Esmeralda ainda esboçou uma reação, mas nada lhe deixaram dizer, pegou suas coisas chorando e foi embora. Já na rua olhou por entre os altos edifícios de Santos e rogou a Deus justiça, não falou palavra alguma, não rogou maldição alguma, só justiça nada mais, voltou à sua casa e de vez em quando alisava com carinho o colar dado por seu marido.

O tempo foi passando e Esmeralda conseguiu uma nova faxina, justamente em frente à antiga, quando estava limpando as janelas notou um barulho de sirene e pode ver que havia algo de errado, justamente no edifício de sua antiga patroa.
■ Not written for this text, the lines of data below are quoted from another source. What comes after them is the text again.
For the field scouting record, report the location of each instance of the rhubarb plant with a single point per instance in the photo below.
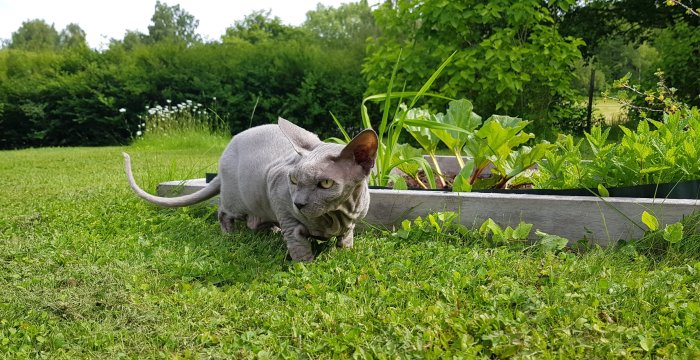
(459, 114)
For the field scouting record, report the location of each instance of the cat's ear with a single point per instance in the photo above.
(303, 141)
(362, 150)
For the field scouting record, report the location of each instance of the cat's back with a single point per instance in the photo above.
(262, 140)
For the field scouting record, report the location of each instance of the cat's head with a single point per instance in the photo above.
(326, 174)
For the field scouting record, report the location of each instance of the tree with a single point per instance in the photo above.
(72, 37)
(171, 23)
(510, 57)
(257, 27)
(594, 21)
(35, 35)
(347, 26)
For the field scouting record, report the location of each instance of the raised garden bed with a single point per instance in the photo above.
(603, 221)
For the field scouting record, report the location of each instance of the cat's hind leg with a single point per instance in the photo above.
(227, 221)
(257, 224)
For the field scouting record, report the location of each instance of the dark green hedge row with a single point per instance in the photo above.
(74, 97)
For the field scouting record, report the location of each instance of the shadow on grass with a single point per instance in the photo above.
(193, 249)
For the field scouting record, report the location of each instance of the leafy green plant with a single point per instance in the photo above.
(657, 152)
(391, 126)
(426, 138)
(500, 236)
(519, 235)
(436, 225)
(459, 113)
(499, 142)
(410, 161)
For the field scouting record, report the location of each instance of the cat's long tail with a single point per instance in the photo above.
(212, 189)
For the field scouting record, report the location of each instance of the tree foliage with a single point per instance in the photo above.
(511, 58)
(35, 35)
(172, 23)
(73, 96)
(349, 25)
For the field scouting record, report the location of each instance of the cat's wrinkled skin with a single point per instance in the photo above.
(276, 175)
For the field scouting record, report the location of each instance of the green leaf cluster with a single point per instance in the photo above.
(657, 152)
(511, 58)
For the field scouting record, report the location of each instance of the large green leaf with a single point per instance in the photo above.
(521, 159)
(459, 114)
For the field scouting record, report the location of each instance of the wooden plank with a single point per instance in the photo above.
(573, 217)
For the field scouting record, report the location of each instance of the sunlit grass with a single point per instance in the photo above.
(88, 270)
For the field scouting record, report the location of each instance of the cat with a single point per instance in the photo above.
(283, 175)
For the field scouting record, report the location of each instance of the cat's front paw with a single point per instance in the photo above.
(346, 240)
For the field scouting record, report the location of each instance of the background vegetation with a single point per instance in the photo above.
(526, 58)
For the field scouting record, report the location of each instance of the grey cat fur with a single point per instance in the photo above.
(271, 175)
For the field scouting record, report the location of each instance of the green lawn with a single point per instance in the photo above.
(87, 270)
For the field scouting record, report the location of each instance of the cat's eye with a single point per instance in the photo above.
(326, 184)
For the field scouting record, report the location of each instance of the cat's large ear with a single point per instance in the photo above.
(303, 141)
(362, 149)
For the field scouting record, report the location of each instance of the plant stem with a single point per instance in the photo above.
(422, 184)
(460, 161)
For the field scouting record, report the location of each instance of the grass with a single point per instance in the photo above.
(87, 270)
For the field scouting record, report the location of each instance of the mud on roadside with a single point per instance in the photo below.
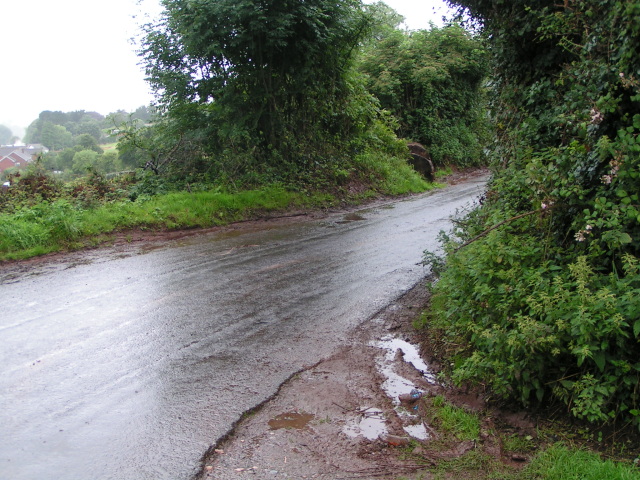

Resolveu descer, pegou o elevador e seguiu à entrada do edifício; contemplou a cena que lhe diria ao coração que existe justiça para quem confia em Deus.

Saindo algemado, Alfonsin já estava sendo colocado dentro do carro da Polícia Federal, neste momento apressada chega dona Nina, tentando intervir, mas já não havia nada a fazer, senão por processo legal, enquanto ia sendo colocado dentro da viatura algemado, Dona Nina pode mirar no olhar de Esmeralda e não pode nada fazer a não ser baixar os olhos envergonhada.

Nina não pediu desculpas, era muito mais elevada do que uma simples serviçal. Alfonsin na época em que Esmeralda trabalhava em sua casa começava um vício em cocaína, e como era da alta sociedade se infiltrara nos condomínios de luxo de Santos, como consumidor e traficante.

Quando o chefe do tráfico caiu através de escutas eletrônicas, todos os distribuidores caíram juntos, e Alfonsin entrou na lista.

Ao fim do dia Esmeralda pegou os seus pertences, fechou o apartamento, entrou no elevador, cumprimentou o zelador e foi ao ponto de ônibus para o retorno.

Não sentiu alegria, não jubilou, só havia em seu interior um imenso pesar por Alfonsin, Nina e Adamastor, os verdadeiros miseráveis da história.